Исторический смысл жанра романа, каким он начал осознаваться с XVI–XVII вв., и состоял в том, чтобы преодолеть как заданность, «предвзятость» риторического слова, так и ограниченность литературного жанра вообще. Еще в глубине почти не тронутой риторической системы роман начинает складываться не столько как «прозаический» наследник старинного стихотворного эпоса, сколько как антагонист риторического слова с его универсальной функцией. Задача романа — не уничтожить универсальность слова, но восстановить ее через полноту (тотальность) до конца проанализированной действительности. Образ этой действительности первенствует в романе даже и перед словом.

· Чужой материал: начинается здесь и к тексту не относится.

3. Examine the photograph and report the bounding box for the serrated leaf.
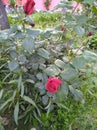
[9,50,18,59]
[27,29,40,37]
[76,15,87,24]
[15,32,25,39]
[72,56,86,69]
[14,102,19,125]
[37,48,50,59]
[55,59,65,69]
[8,25,18,34]
[45,65,61,76]
[83,50,97,62]
[74,26,85,37]
[18,55,27,63]
[22,37,34,53]
[61,67,78,81]
[8,61,19,71]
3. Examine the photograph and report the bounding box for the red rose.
[46,77,63,94]
[24,0,35,15]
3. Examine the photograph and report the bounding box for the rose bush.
[1,0,97,129]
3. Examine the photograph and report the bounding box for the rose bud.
[24,0,35,15]
[61,26,65,31]
[87,32,93,36]
[29,23,35,27]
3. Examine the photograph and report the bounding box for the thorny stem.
[68,39,89,62]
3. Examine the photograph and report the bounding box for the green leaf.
[56,83,68,102]
[9,50,18,59]
[83,50,97,62]
[0,90,3,99]
[55,59,65,69]
[61,67,78,81]
[74,26,85,37]
[25,79,35,84]
[74,89,83,101]
[25,16,34,24]
[84,0,95,5]
[57,103,69,110]
[23,96,36,107]
[35,82,44,89]
[45,65,61,76]
[37,48,50,59]
[36,73,43,80]
[18,75,22,91]
[22,37,35,53]
[21,83,25,97]
[8,80,18,84]
[8,61,19,71]
[3,73,12,82]
[0,97,13,111]
[27,29,40,37]
[30,128,36,130]
[92,6,97,15]
[18,55,27,63]
[72,56,86,69]
[76,15,87,24]
[22,96,41,116]
[0,125,4,130]
[33,111,42,124]
[14,102,19,125]
[8,25,18,34]
[0,30,9,41]
[42,30,51,38]
[42,95,49,105]
[74,0,83,2]
[15,32,25,39]
[69,85,83,101]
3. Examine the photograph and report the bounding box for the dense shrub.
[1,0,97,130]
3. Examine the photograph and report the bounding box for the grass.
[8,11,62,29]
[32,11,62,29]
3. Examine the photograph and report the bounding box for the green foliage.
[1,0,97,129]
[88,33,97,49]
[8,12,62,29]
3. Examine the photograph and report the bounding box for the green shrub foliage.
[1,0,97,129]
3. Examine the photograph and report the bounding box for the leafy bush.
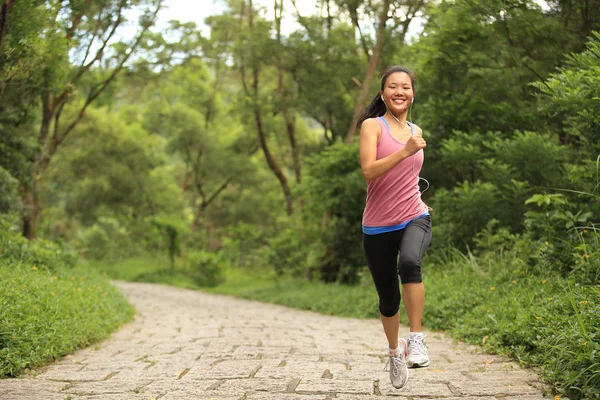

Заметим, что те мыслители XX в., которые принимали роман за риторический жанр, как раз переворачивали исторически сложившееся положение вещей. В романах XIX–XX вв. могла, впрочем, возникать вторичная риторика — явление, основанное на том, что в слабых и второстепенных образцах романа слово отрывается от образа действительности и, собственно говоря, уже не передает его, а обретает «самостоятельность». Но тогда это уже не самостоятельность универсального, собирающего в себе всякий смысл риторического слова, а холостой ход пустого слова, не умеющего восстановить свою универсальность и осмысленность изнутри действительности.
Роман и проблема повествования. Роман как антириторический жанр (универсальный и тотальный), как воплощение антириторического слова рождался на стыке огромных исторических эпох. Точно то же самое можно сказать о романе, рассматривая его и в плане повествования как проблемы. И как повествование своего рода роман есть запечатленный итог столкновения исторических эпох.
Впрочем, в повествовании не обязательно нужно видеть проблему. Ведь если считать, что повествование — это просто рассказ о каком-то событии, пусть рассказ литературно организованный, то может показаться, что тут совершенно нет проблемы, поскольку люди рассказывали друг другу всегда и везде, каковы бы ни были эти «сказания» (mythoi). Восклицание героя романа Р. М. Рильке «Мальте Лауридс Бригге» воспринимается тогда (и по справедливости) как трагическое свидетельство безъязыкого — утратившего способность к человеческому общению времени: «Чтобы люди рассказывали, рассказывали на самом деле, — это, должно быть, было до меня. Я никогда не слышал, чтобы кто-нибудь рассказывал» [560] .
560
Rilke R. M. Werke. Auswahl in zwei Bдnden. Leipzig, 1959, Bd. 2, S. 117.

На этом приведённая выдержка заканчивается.